Hey! So in using LakeFS I'd want to be able to: -...
# help
c
Hey! So in using LakeFS I'd want to be able to: • Take the table of files and query the raw file paths for a specific version. Then, left join the actual content to these paths within Spark. Is it possible to do this without transacting the binary file content through LakeFS? I'm concerned about the potential IO bottleneck with Go. Ideally, we'd get the file metadata from the PG database, return the file paths for a specific version, and retrieve those files from S3. • Query files filtered by the name of each dataset, which is indicated by a directory, and the latest commit hash of that folder. • Delete the KV stores and postgres and rebuild everything in LakeFS from scratch using only the raw data. • Soft delete files (which I assume is implicit in your versioning strategy), and if required hard delete those files too. Does all this sound do-able?
e
It is. You need to use a lakefs client. For Spark lakefsfs is most suitable. See the documentation here: https://docs.lakefs.io/v0.52/reference/spark-client.html
You can use lakeFS over delta tables. Postgress is used as a ket value store of sone of the metadata lakeFS creates, for performance reasons. lakeFS is built on top of metadata saved in S3 using SSTables. You can read more about it here: https://docs.lakefs.io/understand/how/versioning-internals.html
c
Yes so if the Postgres instance gets deleted or the KV store gets deleted does all the S3 raw data versioning history become corrupt? Or can LakeFS rebuild the PG/SSTables from the folder structure or raw S3 data.
e
No, since their content is persisted to S3 in a production grade environment
c
so to be clear 'production grade' means here: if i install LakeFS, add a bunch of data in s3, delete your postgres instance and flush all the dynamodb tables, LakeFS can look at the S3 buckets and re-build all of that lost information so it can be queried?
whats the impact on the system there in the event of that data loss, basically.
FWIW the system we're running right now can do this so it builds in this idea of self-healing, we're considering if lakefs is viable as an alternative
e
That depends on many things. If you are asking if lakeFS is an additional availability layer to the data, the answer is yes. If you are asking if it can be highly durable the answer is also yes. S3 also fails in some probability, right? There are thousands of lakeFS installations out there, and we never had a data loss incident reported in any of the community channels, or the commercial ones.
c
Yes not criticising LakeFS, more worried about user level issues.
So the short answer is no, there is something that gets lost in this case or?
e
I believe you can configure it to answer the needs of your users
c
Well. Part of the reason we use Delta Lake and Iceberg is so the system isn't entirely online. You can't 'hack' into a Delta Lake in the same way you can break into an always available Postgres cluster or instance.
Doesn't have to be our users, can be any bad actor.

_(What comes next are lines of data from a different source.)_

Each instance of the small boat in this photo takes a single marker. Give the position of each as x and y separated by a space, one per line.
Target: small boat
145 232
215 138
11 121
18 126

The self-healing is important because we soon could* have several hundred million files, closing in on the billion. Deltas scale quite well for this because Spark can just map reduce over its partitions, so also a bit worried about having to manage TB scale PG instances. Being able to guarantee integrity is important.
A backfill would suck, but its better than not being able to rebuild our trees essentially.
e
Most metadata is saved directly to S3. The small amount saved to kv store scales with the braches you create and not the #of objects you manage. If availability is important, using dynamodb with aws garentees on availability is advised.
gratitude thank you 1
c
Yeah. I presumed this should be supported because it should be the same operation as migrating off LakeFS, losing all the postgres and dynamodb data, and then migrating back onto it.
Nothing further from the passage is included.